El teólogo Hugo Assmann escribió el libro La Iglesia Electrónica y su Impacto en América Latina, en el que presenta algunos elementos a tomar en cuenta para desarrollar una discusión sobre el tema.
Assmann propone abordar el fenómeno de la iglesia electrónica desde el punto de vista sociopolítico e ideológico, para explicarnos el avance de las diferentes expresiones protestantes y los diversos fetichismos utilizados que justifican una religión individualista.
No se trata de ver si tal o cual predicador electrónico es bueno o malo; sino de analizar el problema, tomando en consideración la importancia que tiene en el mundo religioso latinoamericano la iglesia electrónica; misma que ofrece sueños de vida al oyente, enfocándose en dirigirse a los pobres y marginados, a quienes les sirve de consuelo en medio de la crisis.

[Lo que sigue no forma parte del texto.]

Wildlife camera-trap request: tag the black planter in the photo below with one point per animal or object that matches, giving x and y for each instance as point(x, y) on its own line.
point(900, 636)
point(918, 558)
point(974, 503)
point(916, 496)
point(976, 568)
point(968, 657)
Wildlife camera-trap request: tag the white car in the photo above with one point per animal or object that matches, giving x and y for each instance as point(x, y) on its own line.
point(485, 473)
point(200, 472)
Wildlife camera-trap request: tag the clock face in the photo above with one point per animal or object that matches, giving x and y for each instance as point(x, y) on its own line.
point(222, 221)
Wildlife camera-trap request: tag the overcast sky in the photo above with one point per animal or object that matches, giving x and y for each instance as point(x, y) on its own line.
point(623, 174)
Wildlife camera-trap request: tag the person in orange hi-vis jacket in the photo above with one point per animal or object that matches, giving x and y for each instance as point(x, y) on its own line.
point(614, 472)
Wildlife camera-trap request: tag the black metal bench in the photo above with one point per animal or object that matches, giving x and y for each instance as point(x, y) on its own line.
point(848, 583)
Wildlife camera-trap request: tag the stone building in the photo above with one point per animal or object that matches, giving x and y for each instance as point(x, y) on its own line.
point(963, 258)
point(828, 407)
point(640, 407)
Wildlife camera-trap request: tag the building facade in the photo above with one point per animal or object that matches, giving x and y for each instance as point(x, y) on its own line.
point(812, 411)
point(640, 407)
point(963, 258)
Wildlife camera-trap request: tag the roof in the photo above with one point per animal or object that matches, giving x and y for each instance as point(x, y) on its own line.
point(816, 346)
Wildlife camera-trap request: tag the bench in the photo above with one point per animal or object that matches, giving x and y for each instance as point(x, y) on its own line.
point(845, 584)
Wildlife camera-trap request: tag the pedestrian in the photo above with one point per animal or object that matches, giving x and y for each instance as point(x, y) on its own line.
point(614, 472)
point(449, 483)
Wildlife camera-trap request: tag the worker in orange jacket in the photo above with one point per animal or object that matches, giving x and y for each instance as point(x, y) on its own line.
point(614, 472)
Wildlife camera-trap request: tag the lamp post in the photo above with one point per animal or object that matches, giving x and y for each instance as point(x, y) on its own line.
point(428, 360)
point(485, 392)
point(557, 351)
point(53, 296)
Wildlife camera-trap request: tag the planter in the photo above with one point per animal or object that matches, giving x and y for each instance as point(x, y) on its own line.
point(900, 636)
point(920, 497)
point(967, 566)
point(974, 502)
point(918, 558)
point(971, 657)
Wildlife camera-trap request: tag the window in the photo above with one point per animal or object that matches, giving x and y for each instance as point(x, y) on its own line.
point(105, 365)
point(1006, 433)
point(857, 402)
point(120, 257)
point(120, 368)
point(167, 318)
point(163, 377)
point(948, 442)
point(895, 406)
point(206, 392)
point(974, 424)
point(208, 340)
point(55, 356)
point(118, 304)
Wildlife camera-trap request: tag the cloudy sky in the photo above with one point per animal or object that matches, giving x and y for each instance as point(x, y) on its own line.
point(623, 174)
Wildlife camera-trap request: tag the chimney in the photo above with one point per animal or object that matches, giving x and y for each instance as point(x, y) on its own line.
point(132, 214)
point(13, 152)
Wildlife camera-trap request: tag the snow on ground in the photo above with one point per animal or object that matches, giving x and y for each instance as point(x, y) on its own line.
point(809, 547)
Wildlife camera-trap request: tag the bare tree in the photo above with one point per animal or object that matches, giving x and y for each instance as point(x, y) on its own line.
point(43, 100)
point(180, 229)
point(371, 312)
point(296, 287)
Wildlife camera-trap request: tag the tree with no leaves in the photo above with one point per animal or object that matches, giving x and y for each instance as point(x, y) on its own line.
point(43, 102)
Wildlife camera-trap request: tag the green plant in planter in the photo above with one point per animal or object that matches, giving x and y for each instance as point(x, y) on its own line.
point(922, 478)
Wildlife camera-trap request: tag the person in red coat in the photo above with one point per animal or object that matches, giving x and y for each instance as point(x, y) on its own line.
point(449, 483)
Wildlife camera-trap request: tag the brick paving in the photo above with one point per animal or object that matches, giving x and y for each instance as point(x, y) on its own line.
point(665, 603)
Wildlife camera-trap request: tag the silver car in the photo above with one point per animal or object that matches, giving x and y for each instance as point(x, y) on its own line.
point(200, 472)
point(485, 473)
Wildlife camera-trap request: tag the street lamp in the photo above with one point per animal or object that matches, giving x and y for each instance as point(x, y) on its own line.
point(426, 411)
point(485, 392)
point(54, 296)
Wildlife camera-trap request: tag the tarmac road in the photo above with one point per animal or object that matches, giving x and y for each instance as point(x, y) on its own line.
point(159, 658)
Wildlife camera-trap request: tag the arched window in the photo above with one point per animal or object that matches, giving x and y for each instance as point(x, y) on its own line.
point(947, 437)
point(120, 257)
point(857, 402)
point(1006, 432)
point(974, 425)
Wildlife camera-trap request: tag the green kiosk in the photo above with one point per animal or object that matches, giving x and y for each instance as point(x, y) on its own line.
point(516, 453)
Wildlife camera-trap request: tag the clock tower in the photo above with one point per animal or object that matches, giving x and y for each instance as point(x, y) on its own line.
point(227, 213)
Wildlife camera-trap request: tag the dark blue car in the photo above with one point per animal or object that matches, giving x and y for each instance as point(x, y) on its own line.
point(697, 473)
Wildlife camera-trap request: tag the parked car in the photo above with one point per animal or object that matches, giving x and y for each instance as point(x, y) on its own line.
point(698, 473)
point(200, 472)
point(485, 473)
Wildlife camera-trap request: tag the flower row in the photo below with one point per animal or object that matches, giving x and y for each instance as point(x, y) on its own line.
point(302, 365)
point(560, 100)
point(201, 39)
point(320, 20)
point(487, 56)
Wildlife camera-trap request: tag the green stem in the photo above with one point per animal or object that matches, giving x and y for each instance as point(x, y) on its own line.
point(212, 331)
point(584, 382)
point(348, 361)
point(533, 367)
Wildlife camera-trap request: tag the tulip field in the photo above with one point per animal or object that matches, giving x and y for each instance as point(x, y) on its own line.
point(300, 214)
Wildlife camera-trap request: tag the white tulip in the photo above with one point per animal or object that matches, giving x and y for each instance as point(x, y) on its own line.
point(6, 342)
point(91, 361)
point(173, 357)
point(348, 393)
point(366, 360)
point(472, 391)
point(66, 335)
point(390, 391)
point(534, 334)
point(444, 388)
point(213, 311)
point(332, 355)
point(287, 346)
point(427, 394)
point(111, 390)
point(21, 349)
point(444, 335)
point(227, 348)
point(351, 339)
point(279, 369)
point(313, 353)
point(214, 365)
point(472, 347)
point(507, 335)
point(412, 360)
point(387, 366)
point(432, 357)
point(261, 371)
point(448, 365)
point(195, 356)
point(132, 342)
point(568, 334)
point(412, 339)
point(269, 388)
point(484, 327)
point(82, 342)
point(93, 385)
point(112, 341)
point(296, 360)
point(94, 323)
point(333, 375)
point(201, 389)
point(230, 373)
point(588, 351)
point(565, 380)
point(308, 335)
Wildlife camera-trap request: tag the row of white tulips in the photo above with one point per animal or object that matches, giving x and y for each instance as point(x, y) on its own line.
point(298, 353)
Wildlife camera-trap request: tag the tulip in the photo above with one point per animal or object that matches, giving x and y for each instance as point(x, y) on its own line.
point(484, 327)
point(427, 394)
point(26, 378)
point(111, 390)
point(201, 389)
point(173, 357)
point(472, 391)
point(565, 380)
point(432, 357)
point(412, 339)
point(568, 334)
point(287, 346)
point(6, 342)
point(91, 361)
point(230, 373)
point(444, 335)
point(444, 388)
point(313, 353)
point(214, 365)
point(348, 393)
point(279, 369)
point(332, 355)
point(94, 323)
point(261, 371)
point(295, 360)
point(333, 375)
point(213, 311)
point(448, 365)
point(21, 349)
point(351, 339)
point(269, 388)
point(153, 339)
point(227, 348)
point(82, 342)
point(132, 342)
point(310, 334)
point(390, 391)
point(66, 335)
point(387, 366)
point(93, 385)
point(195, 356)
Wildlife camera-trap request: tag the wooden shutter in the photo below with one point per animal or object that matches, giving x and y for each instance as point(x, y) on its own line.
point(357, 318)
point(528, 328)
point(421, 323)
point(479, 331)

Assmann apunta que no es coincidencia el uso ideológico de la religión electrónica por parte de la derecha de los Estados Unidos, quien manipula el mensaje, teniendo a su servicio las grandes transnacionales de la religión.
En las últimas décadas la iglesia electrónica ha provisto de un modelo para predicar al oyente latinoamericano, quien se deja influenciar más por la forma que por el contenido del mensaje; no olvidando que la gente cree lo que escucha por los medios de comunicación, llegando a ser más convincente un predicador electrónico que uno local.
Mientras la iglesia electrónica se debate en dar énfasis al individualismo y elaborar sueños para las necesidades inmediatas de los oyentes, nosotros optamos por asumir el desafío de ser mejores comunicadores al servicio de la comunidad y del Reino de Justicia que construimos entre todos.